In 2021, some economists predict a quick return to normality. Others expect an uneven recovery or even a plunge into another recession. The truth is, no one really knows.
However, all analysts agree that the bull-bear market we experienced in 2020 is extremely unusual and highly unlikely to be repeated. The stock market has already priced in expectations for a stronger emerging economy, which raises the risk that any disappointment in the recovery will rattle investors, leading to the market correction that many are seeing over the horizon.
The unprecedented interventions by government in the economy have created the biggest debt level since the second world war. The consequences of this are likely to begin to unwind over the coming months, especially when it comes to the value of government bonds. Interest rates will continue to fall below historic averages and, as the spectre of inflation returns to the global economic environment, many investors could find themselves losing out if they’re sitting on money in the bank.

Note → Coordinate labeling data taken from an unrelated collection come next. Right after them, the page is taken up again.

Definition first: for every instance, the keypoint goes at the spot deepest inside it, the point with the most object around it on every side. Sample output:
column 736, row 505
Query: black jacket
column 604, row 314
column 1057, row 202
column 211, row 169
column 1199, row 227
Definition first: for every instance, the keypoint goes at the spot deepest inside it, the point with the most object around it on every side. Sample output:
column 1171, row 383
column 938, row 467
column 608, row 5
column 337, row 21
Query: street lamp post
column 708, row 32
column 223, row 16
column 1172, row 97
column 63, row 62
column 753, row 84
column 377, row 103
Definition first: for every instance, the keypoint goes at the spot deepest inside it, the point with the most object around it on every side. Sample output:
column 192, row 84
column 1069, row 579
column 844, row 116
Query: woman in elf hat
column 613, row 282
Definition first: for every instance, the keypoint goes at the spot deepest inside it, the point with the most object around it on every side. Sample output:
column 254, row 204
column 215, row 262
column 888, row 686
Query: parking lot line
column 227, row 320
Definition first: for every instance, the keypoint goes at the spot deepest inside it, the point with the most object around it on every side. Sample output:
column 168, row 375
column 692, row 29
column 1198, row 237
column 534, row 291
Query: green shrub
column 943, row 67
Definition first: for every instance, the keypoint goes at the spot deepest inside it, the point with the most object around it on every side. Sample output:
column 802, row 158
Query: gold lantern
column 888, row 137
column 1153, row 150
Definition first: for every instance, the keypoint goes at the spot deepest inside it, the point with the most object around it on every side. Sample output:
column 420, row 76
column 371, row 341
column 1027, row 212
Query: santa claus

5 reasons to invest in Whisky Casks in 2021
One reality that investors will need to become more comfortable with in 2021 is increased volatility. However, diversifying their portfolios with an investment strategy tailored to their specific goal timeline and risk tolerance could help to mitigate the bumpy road ahead. Taking into account the unpredictable investment landscape of 2021, this could be the ideal moment to invest in whisky casks.
Here are five reasons why whisky casks could be an ideal investment strategy as we enter the uncharted waters of 2021:
- Performance versus other tangible assets. According to the recent Cask Report 2020, whisky casks are currently outperforming all other tangible assets on the market.
- Natural appreciation. Thanks to the naturally appreciating nature of the whisky inside the cask, value is likely to grow even further in 2021 as investors begin to look for safer homes for their funds.
- Growing demand. Spurred by rising demand from Asian investors, the value of rare whisky has soared, with data showing whisky on a steady upward curve despite the volatility in markets in recent years.
- Security. In uncertain times, whisky casks provide investors with the security of a tangible asset, which is fully insured and safely stored in government bonded warehouses in Scotland.
- Constrained supply. Supply of rare single malt was already constrained. The pandemic has now decreased production even further. As demand continues to far outstrip supply, the future of whisky cask investment looks brighter than ever before.
Keep calm and invest in Whisky Casks this year
It is important to approach 2021 with a cool head and a mixture of caution and hope. By diversifying portfolios towards an asset class like whisky casks, proven to reduce risk and build steadily in unstable times, we can look towards 2021 with increased optimism and a sense of sunnier days ahead.